All of those things were paid for or facilitated by the Marines and their civilian counterparts, who have supplied about $30 million in assistance into the district.

Though there is no accurate count of how many people live here, the Marines’ best estimate is 160,000. For every man, woman and child, the Marines and their civilian counterparts have spent nearly $200. While not a staggering sum, it is a windfall in a country where the minimum wage for private-sector workers is roughly $43 per month.

At least in part, the cash boon has had its intended effect.

A large chunk of the $30 million came from the U.S. Agency for International Development for a program that triggered a widespread shift from poppy to wheat, which now blankets Nawa’s fertile fields. The few small poppy plots still found among the wheat are likely for “personal use,” Regner said.

The aid also revitalized the local bazaar, which was all but shuttered before the Marines’ arrival, and generated jobs and income.

All this gives needed clout to Manaf’s government. But at the same time, it has squashed any motivation the Afghans had to find solutions to their own problems. Compared to the security forces, the district government is behind on the development curve, Regner and Horne said.

Encouraging dependence

The abundance of aid has had one big unintended consequence: The Afghan people know where the money comes from, and they expect it to keep coming.

Marine Maj. Jason Johnson runs the civil affairs group that oversees many of the development and direct-aid projects in Nawa. He has in his office four or five applications for micro-grants — essentially free money.

In April last year, the civil affairs group gave out more than $92,000 in such grants to locals. At the time, the Marines announced that a micro-financing company would follow on its heels, giving the district access to even more cash.

Soon after, a bank opened in the bazaar.

“But they charge interest, and so no one wants to use them,” Johnson said. “They’d rather get stuff for free from us.”

That expectation goes all the way to the top.

In a May 10 interview with Johnson present, Manaf said he’d like for the Marines to build an electrical system to power the whole district and corn and wheat processing factories so the people wouldn’t have to buy flour from Pakistan. Before the interview, Manaf asked Johnson to replace a faulty air conditioner in his living quarters.

An hour later, the district’s education minister met with Johnson and Horne, the interim stability adviser, to discuss building projects.
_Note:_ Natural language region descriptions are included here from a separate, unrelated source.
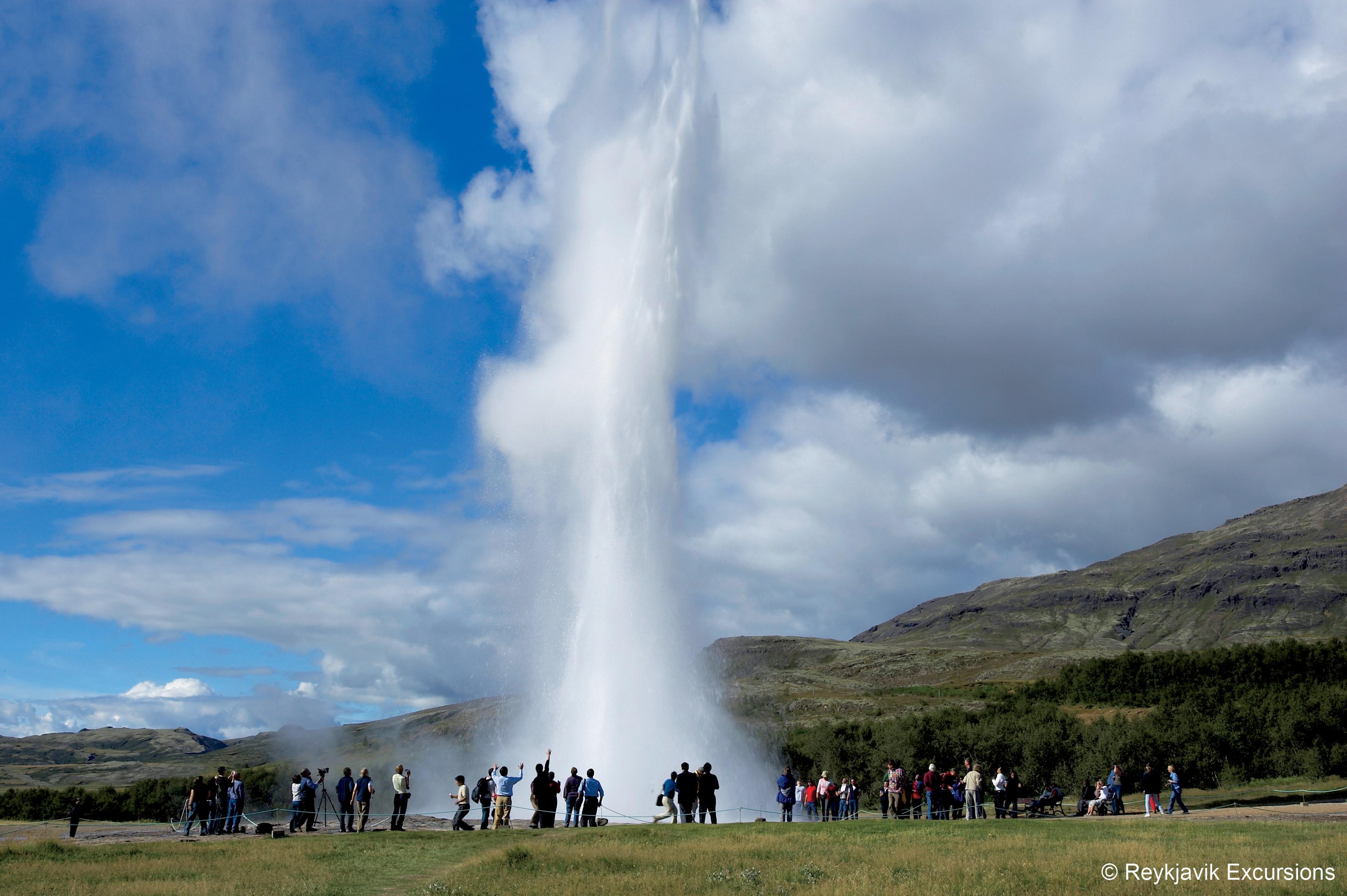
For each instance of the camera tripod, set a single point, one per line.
(325, 803)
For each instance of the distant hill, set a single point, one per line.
(126, 755)
(1280, 572)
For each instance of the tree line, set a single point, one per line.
(154, 800)
(1222, 716)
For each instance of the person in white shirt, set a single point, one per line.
(999, 786)
(463, 805)
(402, 795)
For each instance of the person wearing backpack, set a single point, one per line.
(572, 794)
(485, 795)
(463, 803)
(786, 794)
(667, 791)
(364, 791)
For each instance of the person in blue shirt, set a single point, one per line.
(593, 794)
(786, 794)
(364, 791)
(1116, 790)
(670, 789)
(347, 802)
(1175, 793)
(504, 793)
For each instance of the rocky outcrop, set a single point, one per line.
(1280, 572)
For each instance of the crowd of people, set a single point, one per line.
(215, 803)
(962, 793)
(689, 795)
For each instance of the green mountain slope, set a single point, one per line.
(123, 756)
(1280, 572)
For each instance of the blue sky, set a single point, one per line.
(962, 314)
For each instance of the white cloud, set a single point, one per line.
(428, 619)
(232, 154)
(833, 513)
(106, 486)
(177, 689)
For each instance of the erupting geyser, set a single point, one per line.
(585, 421)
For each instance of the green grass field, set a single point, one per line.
(857, 857)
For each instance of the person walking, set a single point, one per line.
(297, 803)
(485, 795)
(706, 787)
(821, 795)
(196, 797)
(686, 795)
(402, 795)
(1175, 795)
(973, 793)
(593, 795)
(1151, 789)
(236, 803)
(347, 802)
(786, 794)
(504, 794)
(570, 793)
(208, 808)
(667, 790)
(931, 790)
(461, 805)
(364, 791)
(537, 787)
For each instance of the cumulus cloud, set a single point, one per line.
(834, 513)
(231, 154)
(104, 486)
(178, 688)
(264, 709)
(426, 619)
(999, 216)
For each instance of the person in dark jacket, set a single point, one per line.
(572, 794)
(1151, 789)
(706, 787)
(686, 785)
(221, 809)
(196, 805)
(537, 787)
(786, 794)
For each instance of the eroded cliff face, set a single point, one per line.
(1280, 572)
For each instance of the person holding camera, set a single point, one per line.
(308, 798)
(402, 795)
(347, 802)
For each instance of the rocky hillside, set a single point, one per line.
(1280, 572)
(123, 755)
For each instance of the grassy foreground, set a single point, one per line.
(857, 857)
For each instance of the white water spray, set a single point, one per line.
(587, 421)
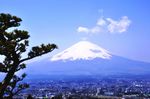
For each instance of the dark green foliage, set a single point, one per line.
(12, 45)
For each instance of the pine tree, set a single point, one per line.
(12, 45)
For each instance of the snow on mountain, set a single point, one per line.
(82, 50)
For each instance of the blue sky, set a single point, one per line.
(120, 26)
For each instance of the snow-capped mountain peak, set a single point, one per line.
(82, 50)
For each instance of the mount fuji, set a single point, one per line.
(86, 58)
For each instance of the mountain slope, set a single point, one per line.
(85, 58)
(82, 50)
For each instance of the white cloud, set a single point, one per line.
(118, 26)
(101, 22)
(83, 29)
(107, 24)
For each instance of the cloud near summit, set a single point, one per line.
(107, 25)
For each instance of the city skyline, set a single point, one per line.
(119, 26)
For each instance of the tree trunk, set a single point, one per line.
(7, 80)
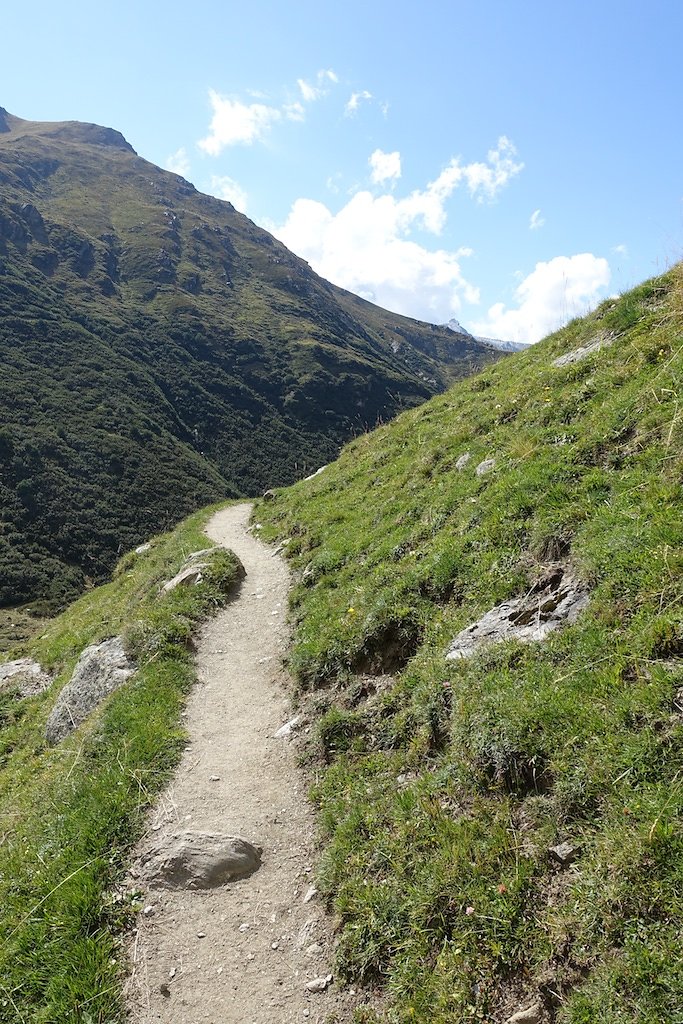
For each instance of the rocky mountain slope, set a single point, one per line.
(489, 655)
(500, 343)
(160, 351)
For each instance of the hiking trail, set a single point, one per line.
(245, 951)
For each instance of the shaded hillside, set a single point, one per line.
(504, 829)
(160, 350)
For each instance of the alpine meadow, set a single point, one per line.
(485, 666)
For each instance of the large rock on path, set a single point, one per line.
(100, 670)
(201, 860)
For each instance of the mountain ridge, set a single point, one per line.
(163, 351)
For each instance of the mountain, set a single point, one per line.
(161, 351)
(502, 822)
(504, 346)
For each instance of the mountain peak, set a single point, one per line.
(66, 131)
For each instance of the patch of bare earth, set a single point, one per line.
(244, 951)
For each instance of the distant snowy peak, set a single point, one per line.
(504, 346)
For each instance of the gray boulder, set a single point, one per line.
(201, 860)
(100, 670)
(583, 351)
(556, 600)
(24, 675)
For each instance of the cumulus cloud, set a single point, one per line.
(233, 123)
(178, 162)
(224, 187)
(552, 294)
(354, 101)
(536, 221)
(367, 246)
(385, 166)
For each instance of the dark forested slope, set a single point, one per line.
(159, 350)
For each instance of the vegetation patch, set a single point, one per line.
(504, 829)
(70, 814)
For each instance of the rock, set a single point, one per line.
(190, 576)
(100, 670)
(200, 554)
(485, 467)
(318, 984)
(286, 730)
(531, 1015)
(201, 860)
(556, 600)
(583, 351)
(24, 675)
(563, 853)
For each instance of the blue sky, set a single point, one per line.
(505, 162)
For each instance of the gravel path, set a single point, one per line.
(243, 952)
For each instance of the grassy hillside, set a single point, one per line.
(442, 784)
(161, 351)
(69, 814)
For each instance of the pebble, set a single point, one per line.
(318, 984)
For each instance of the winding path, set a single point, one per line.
(243, 952)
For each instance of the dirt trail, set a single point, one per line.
(243, 952)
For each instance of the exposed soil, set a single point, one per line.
(245, 951)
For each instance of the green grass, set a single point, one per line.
(70, 814)
(440, 796)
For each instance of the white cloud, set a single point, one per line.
(385, 166)
(294, 112)
(354, 101)
(311, 92)
(536, 221)
(552, 294)
(178, 163)
(223, 187)
(235, 122)
(367, 246)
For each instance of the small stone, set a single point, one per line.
(318, 984)
(531, 1015)
(485, 467)
(563, 853)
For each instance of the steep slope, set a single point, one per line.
(504, 829)
(160, 350)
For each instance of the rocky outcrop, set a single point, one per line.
(583, 351)
(25, 676)
(201, 860)
(554, 601)
(100, 670)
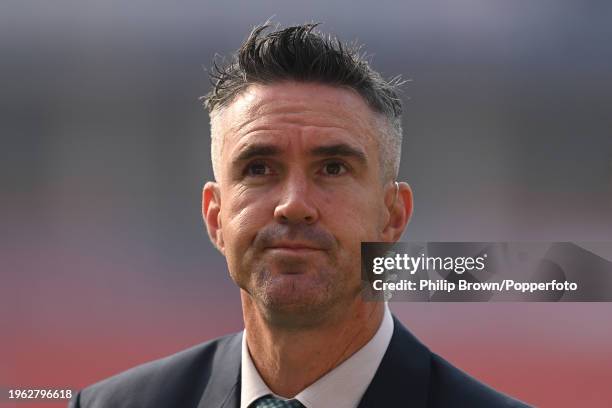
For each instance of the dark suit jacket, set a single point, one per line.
(208, 375)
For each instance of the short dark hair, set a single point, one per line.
(300, 53)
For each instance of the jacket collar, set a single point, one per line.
(403, 374)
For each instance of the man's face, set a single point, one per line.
(299, 188)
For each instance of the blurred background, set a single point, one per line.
(104, 259)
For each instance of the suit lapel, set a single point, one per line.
(223, 389)
(403, 375)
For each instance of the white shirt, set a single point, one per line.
(342, 387)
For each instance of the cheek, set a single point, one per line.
(241, 218)
(352, 220)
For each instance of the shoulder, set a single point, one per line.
(410, 372)
(450, 386)
(177, 379)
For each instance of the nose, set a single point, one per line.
(296, 204)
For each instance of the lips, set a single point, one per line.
(294, 246)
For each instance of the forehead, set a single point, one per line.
(291, 105)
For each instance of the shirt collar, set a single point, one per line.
(342, 387)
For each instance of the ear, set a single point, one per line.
(398, 201)
(211, 213)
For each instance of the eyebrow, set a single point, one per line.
(262, 150)
(340, 149)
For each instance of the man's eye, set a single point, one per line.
(334, 169)
(257, 169)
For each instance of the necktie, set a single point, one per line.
(270, 401)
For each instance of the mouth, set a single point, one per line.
(293, 248)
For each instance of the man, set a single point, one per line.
(305, 151)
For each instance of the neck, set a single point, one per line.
(289, 359)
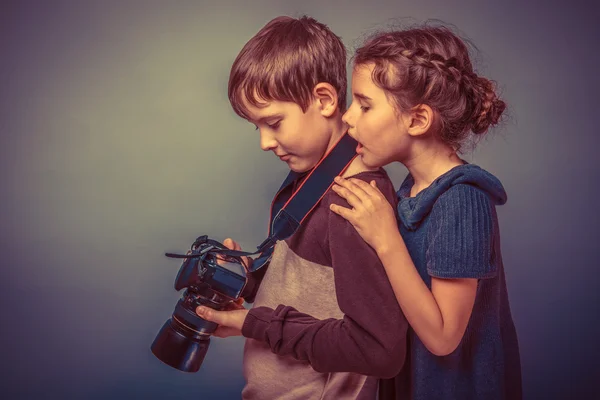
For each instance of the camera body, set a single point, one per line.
(212, 277)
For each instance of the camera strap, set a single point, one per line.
(290, 206)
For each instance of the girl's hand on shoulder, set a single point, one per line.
(371, 214)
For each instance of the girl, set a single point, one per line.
(416, 100)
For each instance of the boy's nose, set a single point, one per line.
(267, 141)
(346, 118)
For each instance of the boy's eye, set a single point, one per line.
(275, 125)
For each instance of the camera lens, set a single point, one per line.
(183, 340)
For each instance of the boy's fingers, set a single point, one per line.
(212, 315)
(226, 331)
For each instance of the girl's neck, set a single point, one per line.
(429, 163)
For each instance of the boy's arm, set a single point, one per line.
(371, 337)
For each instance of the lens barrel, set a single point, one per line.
(183, 340)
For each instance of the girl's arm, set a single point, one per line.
(438, 316)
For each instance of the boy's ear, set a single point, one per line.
(419, 119)
(326, 97)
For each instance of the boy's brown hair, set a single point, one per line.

The minister’s top priority: a bathroom for his office. After Johnson and Horne tabled that to focus on schools — many students here learn in open-air classrooms because there aren’t enough schools — the minister left in a huff. “You talk a lot, but give me nothing,” he said through an interpreter.

Regner acknowledges that the Marines have inadvertently created this culture. Last spring, the Marines hired about 7,000 villagers to clean out their canals. This spring, the Afghans expected the same thing — to be paid to maintain their own property.

“They learned to stop doing for themselves,” Regner said.

While the villagers appreciate the long-sought security and the millions of dollars spent, they want the Marines to fix the rest of their problems, too.

Regner and others question the wisdom of applying the strategy used here to other parts of Afghanistan.

“I’m right now dealing with the unintended consequences,” Regner said, “of overspending [and] overreliance on Marines — overreliance which has caused atrophy of some of the natural capabilities of the people.”